The Reward for Good Work
I was listening to a recent episode of Founders, where David Senra was covering The Creative Act by Rick Rubin. During the episode he referenced a quote attributed to Tom Sachs that particularly spoke to me:
“The reward for good work is more good work.”
The timing coincided with finishing my previous piece on pressure as a privilege, though in truth these are ideas I muse over often.
We’re all different. We have different priorities, ambitions, tolerances, and definitions of success. For some, work is very clearly a means to an end. Something to be completed in order to enjoy what sits outside of it. From that perspective, the idea that the reward for good work is more work feels counterintuitive, even undesirable.
And yet, I sense there are many who recognise the opposite. Those for whom more work, when it’s the right kind of work, doesn’t feel like a punishment but instead a signal that you’re delivering value.
Sure, there are things to be wary of when it comes to work begetting more work, especially when you arrive there by excelling amongst peers or competition. The risk of burnout is real, particularly when passion blurs boundaries and stretches what might be considered ‘normal’ working hours. Some of this comes down to choosing the right profession or at least finding ways to integrate genuine interest into what you do. Some of it may simply be an ingrained sense of ambition. A pull towards creating, producing quality, and excelling at what you do.
Why does this matter?
Because when you find the thing you care about deeply, or the thing you’ve honed to a level where quality becomes the focus rather than effort itself, the nature of work changes. It stops being something you endure and starts becoming something you lean into. Once you reach that space, more work doesn’t just follow, you almost begin seeking it out, even if indirectly and without consciously asking.

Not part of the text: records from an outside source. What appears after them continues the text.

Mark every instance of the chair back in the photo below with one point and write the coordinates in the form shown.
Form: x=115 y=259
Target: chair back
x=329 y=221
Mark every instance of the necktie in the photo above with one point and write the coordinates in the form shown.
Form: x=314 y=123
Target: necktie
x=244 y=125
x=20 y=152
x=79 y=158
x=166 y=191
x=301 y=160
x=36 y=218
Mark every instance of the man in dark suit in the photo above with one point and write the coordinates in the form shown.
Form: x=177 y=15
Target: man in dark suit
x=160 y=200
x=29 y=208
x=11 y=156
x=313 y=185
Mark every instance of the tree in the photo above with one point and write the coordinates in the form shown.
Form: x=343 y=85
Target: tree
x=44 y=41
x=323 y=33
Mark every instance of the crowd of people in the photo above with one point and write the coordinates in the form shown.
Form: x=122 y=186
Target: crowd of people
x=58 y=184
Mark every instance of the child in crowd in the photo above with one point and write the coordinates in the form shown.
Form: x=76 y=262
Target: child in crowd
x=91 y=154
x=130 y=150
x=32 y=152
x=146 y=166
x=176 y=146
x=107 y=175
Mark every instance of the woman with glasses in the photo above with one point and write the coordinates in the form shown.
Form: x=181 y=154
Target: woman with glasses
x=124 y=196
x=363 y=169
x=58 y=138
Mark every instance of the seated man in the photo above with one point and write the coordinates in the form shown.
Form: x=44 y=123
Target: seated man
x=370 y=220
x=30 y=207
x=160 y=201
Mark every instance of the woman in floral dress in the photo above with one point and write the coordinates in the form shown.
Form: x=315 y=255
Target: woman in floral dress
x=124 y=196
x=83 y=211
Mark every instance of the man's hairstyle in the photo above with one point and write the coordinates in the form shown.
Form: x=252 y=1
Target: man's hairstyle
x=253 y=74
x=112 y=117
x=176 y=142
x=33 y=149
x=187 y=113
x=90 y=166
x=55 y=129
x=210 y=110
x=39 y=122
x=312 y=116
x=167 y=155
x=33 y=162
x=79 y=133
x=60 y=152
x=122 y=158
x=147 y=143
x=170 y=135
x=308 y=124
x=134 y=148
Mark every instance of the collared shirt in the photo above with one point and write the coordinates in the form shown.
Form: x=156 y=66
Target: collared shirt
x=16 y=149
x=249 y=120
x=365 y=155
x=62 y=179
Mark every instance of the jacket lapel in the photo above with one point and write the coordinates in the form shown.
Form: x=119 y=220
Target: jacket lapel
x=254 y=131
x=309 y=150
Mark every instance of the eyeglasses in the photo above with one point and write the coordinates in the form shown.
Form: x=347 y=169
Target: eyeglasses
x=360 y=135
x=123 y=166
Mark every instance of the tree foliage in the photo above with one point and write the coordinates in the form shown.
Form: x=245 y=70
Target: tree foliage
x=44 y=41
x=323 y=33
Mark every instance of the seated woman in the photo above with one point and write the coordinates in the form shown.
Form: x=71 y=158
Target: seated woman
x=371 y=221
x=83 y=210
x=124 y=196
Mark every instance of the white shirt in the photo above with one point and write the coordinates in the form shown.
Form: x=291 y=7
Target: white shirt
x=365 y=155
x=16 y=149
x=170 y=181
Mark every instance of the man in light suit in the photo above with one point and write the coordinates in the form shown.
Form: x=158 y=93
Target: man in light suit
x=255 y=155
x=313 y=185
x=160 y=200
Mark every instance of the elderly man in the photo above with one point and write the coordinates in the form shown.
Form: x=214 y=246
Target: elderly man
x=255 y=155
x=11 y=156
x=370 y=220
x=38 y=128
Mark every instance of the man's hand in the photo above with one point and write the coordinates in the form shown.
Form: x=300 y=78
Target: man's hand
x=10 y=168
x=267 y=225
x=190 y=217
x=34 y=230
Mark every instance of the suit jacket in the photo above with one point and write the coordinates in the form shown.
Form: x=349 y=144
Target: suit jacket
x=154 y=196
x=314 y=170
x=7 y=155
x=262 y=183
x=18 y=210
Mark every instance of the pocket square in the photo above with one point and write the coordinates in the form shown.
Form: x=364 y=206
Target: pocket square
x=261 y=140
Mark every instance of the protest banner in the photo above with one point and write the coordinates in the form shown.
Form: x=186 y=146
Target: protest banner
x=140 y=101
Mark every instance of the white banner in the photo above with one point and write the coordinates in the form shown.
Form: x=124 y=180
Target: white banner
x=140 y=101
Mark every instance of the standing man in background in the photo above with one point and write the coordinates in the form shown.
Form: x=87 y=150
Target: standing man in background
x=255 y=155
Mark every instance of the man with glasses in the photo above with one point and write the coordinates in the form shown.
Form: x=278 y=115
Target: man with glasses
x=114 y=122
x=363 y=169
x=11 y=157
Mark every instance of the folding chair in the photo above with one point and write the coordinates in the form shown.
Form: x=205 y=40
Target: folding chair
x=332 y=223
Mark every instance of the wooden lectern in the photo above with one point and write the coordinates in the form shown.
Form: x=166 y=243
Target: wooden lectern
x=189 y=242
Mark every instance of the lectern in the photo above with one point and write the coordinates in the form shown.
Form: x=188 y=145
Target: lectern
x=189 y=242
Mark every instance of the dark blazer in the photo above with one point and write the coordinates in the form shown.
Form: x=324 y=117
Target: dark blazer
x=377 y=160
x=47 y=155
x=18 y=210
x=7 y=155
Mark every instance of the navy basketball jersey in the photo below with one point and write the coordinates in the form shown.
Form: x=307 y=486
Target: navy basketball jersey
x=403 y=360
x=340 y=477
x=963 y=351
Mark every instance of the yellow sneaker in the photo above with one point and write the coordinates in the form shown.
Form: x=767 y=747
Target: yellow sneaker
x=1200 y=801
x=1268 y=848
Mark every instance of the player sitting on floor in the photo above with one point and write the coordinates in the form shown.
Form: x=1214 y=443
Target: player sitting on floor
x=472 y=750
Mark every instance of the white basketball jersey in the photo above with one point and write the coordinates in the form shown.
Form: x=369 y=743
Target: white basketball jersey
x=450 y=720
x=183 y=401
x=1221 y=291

When quality overtakes the idea of working just to work, the output becomes distinguishable from the crowd. What you produce begins to stand apart. While others may be ready to shut down at 17:30, you’re content to keep going. Not because you’re chasing hours or rates, but because if something has your name on it, you know it needs to be the best you can deliver.
It becomes less about time invested and more about the standard you’re willing to accept. The returns, repeat clients, progression, and opportunity can appear sudden from the outside, but they’re rarely accidental. They’re the result of years of diligence and quiet commitment.
This ties back to my last piece on pressure and hard work. Increased opportunity often brings increased pressure, much of it self-imposed and driven by the desire to deliver consistently high-quality work. This can be hard to explain, even to those closest to you. They see stress and long hours and worry you’re pushing too hard. Your inner monologue tells a different story.
You know what sits on the other side of the effort. You know that what you’re producing isn’t just tied to this piece of work, but to every piece that came before it; the years of learning, repetition, and refinement that built the competence you now operate with.
That said, self-awareness matters. There are points where quality risks eroding or where you hit a mental block. Moments where stepping away becomes necessary. For some, that distance comes through a walk. For others, a run or time in the gym. For me, movement has always been the reset. Space creates clarity, and that clarity tends to unlock the path forwards.
As I said in the last post, we often refer to the analogy that pressure creates diamonds. But only through moving through pressure do you learn yourself. Where your limits are, when to pause, and when to push on. Not everyone will see what you see. Others may think you need weeks or months away. They may not share the same relationship with the work or understand why you’re still comfortable operating at a level that feels intense from the outside.
You don’t need permission to care deeply about what you do. You don’t need permission to outwork others, or to give yourself fully to the pursuit of quality. If the work is meaningful to you, that’s justification enough.
“The reward for good work is more work.”
When, or if, you decide to stop accepting it, to step away, take a sabbatical, or move into a different phase of life, that choice is yours. I often say I don’t know how long I’ll remain in demand, so while the work continues to interest me and opportunities present themselves, I keep accepting and moving forward. Maybe there’ll be a moment where a six or twelve month pause feels right. Maybe the next piece of work will simply pull me in again.
All I know is that this quote resonated because it’s been a quiet through-line of my professional life. And if you’ve made it this far, I suspect it’s a through-line of yours too.